あの記憶改ざん魔法だって何度も練習した。それでからじゃないと使ってはいけない代物だ。リロットが間違える筈がなかった。
正しく呪文を唱えた。彼女は間違いなく指先の光を見た筈だった。瞼を閉じていても、たとえ相手が眠っていても効き目がある魔法だ。いくらリロットの魔力が今は弱っているとしても、この程度の魔法なら満足に使いこなせる。
魔法がかからないわけがなかった。完璧に魔法は作動していた。なのに、彼女にはまるで効いていなかった。彼女はリロットのことを、憶えていたのだ。

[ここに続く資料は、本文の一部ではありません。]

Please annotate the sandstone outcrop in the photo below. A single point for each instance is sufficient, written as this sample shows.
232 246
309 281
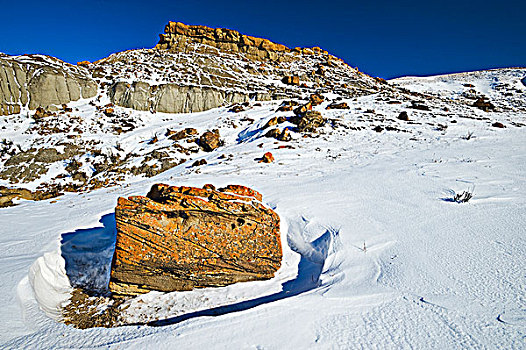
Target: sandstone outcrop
171 98
196 68
180 238
210 140
177 36
41 81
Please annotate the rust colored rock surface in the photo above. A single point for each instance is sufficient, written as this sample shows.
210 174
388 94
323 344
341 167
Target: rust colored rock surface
180 238
210 140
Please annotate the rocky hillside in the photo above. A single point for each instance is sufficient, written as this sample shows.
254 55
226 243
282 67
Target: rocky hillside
79 128
41 81
196 68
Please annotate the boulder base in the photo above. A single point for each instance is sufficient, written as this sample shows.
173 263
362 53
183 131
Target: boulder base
180 238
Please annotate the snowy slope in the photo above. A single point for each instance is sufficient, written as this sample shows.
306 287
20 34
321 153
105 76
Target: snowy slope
376 253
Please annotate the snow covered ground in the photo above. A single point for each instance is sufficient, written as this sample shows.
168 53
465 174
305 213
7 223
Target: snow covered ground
377 255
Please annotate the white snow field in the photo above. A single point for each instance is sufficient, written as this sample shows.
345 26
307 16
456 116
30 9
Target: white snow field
376 253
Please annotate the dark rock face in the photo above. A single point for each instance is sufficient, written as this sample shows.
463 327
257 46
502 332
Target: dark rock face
180 238
41 81
210 140
486 106
403 116
336 105
310 121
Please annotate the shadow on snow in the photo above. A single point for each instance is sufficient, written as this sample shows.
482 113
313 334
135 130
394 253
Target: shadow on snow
88 254
309 270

ただ目の前で急に指先が光って、びっくりさせられただけ、とでも言うかのように。反応に困って言葉が出ない、さっきの彼女の顔はそういう顔だった。
何故だ? 何故魔法がかからなかった?
そんなことありえない。
ありえるわけ―――………
「………!」
ありえない――わけではなかった。ありえなくはない。だがそれはあまりにも稀有なことだった。そしてその稀有なことこそ、「ありえないこと」だった。
だが要因があるとすれば、それは一つだけ。
魔法は魔力によって発せられる。魔力とはつまり、使用者の精神力だ。魔法とは精神力を源として発動し、外部に影響を与える。
魔法の優劣を左右するのは精神力の強さだ。
精神力が強い者は強い魔法を、相応の者は相応の魔法による効果しか得られない。
魔法を使えるだけの精神力を持つ者は、たいていの場合、ほぼ全ての外部環境に影響を及ぼすことができる。
けれど、中には例外がある。
もしリロットの魔法が本当にあの少女に効かなかったのだとしたら。
それはつまり。
あの少女が――リロットを上回る精神力の持ち主だということを意味する。
リロットは目を見開いた。
まさか。
そんなの、信じられない。
彼女は、どう見ても普通の女の子だ。一般的な、ただの女子高生だ。
そんなあの子が、私よりも――魔法を扱うことのできるリロットよりも、精神力が高いだなんて。
しかし現に、彼女にはリロットの記憶改ざん魔法が通用しなかった。効力が完全に無かったのだ。
もし、そうだとしたら――本当にそうなら―――………
「………」
リロットはがらんとした室内を見回した。音が無かった。窓の外からも、何も聞こえない。ただただ静かだった。
変だな――さっきまで一人だったのに。あの人がいなくなったら、突然、寂しくなった。
もぞもぞっと、リロットはベッドの上に伸ばした足を、歩けるかどうか確かめてみた。